De rechtbank is van oordeel dat ook de tabel(len) waarin de resultaten van de (waarschijnlijk 20.000) metingen zijn neergelegd onder de reikwijdte van eisers verzoek moet(en) worden geschaard. Het gaat immers om ruwe geanonimiseerde data die verwerkt zijn ten behoeve het onderzoek en publicatie voor het onderzoek naar de stralingshygiëne bij de behandeling van een schildkliertumor bij katten met radioactief Jodium-131.
De rechtbank concludeert dan ook wederom dat verweerder de gevraagde gegevens in strijd met artikel 3 van de Wob niet openbaar heeft gemaakt en evenmin heeft geweigerd. Dit betekent dat het beroep gegrond is.
De trage besluitvorming van verweerder geeft in dit geval dan ook geen aanleiding voor het vernietigen van het bestreden besluit 3 en het opleggen van een dwangsom.

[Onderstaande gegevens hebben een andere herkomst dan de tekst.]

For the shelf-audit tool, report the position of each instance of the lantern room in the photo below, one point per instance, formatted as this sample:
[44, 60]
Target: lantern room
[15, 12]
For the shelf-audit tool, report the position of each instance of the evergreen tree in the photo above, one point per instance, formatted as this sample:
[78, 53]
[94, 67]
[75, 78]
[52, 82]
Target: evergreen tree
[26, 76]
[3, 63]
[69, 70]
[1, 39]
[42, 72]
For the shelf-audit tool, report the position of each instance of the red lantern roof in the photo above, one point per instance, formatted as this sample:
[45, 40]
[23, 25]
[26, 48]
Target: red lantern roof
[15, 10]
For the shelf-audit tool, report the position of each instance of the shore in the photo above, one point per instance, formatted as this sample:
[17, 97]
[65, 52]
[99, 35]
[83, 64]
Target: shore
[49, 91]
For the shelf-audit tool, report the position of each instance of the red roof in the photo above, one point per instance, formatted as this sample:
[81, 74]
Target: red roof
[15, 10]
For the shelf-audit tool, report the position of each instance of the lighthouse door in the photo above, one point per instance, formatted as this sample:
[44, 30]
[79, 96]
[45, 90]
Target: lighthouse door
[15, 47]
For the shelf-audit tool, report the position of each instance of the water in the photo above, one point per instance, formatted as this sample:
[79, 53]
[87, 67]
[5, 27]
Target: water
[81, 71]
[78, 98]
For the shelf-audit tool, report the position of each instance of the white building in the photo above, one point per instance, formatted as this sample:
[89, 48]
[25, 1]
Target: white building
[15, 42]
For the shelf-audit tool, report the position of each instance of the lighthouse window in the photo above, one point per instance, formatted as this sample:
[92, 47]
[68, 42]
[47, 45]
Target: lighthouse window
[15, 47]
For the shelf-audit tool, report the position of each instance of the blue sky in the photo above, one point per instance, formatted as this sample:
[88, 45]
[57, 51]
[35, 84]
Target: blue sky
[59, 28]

De rechtbank ziet aanleiding om met toepassing van artikel 8:72, zesde lid, van de Awb te bepalen dat verweerder aan eiser een dwangsom ten bedrage van € 250,- verbeurt voor elke week waarmee hij de hiervoor genoemde beslistermijn van zes weken overschrijdt, met een maximum van € 1.500,-. [11]
Beslissing
- verklaart het beroep gegrond;
- vernietigt het bestreden besluit 3 voor zover het betrekking heeft op de weigering om de ruwe onderzoeksdata openbaar te maken en voor zover het betrekking heeft op openbaarmaking van nevenfuncties;
- bepaalt dat de rechtsgevolgen van het vernietigde deel van het bestreden besluit 3 in stand blijven voor zover betrekking hebbend op openbaarmaking van nevenfuncties;
- bepaalt dat deze uitspraak in de plaats treedt van het vernietigde deel van het bestreden besluit 3 voor zover betrekking hebbend op de weigering om de ruwe onderzoeksdata openbaar te maken;
- bepaalt dat verweerder binnen zes weken de ruwe onderzoeksdata openbaar maakt, met inachtneming van deze uitspraak;
- bepaalt dat verweerder aan eiser een dwangsom van € 250,- per week, met een maximum van € 1.500,- verbeurt, zolang hij in gebreke blijft na ommekomst van de in de uitspraak gegeven termijn gevolg te geven aan wat in deze uitspraak is bepaald;
- draagt verweerder op het betaalde griffierecht van € 174,- aan eiser te vergoeden;
- veroordeelt verweerder in de proceskosten van eiser tot een bedrag van € 3,60.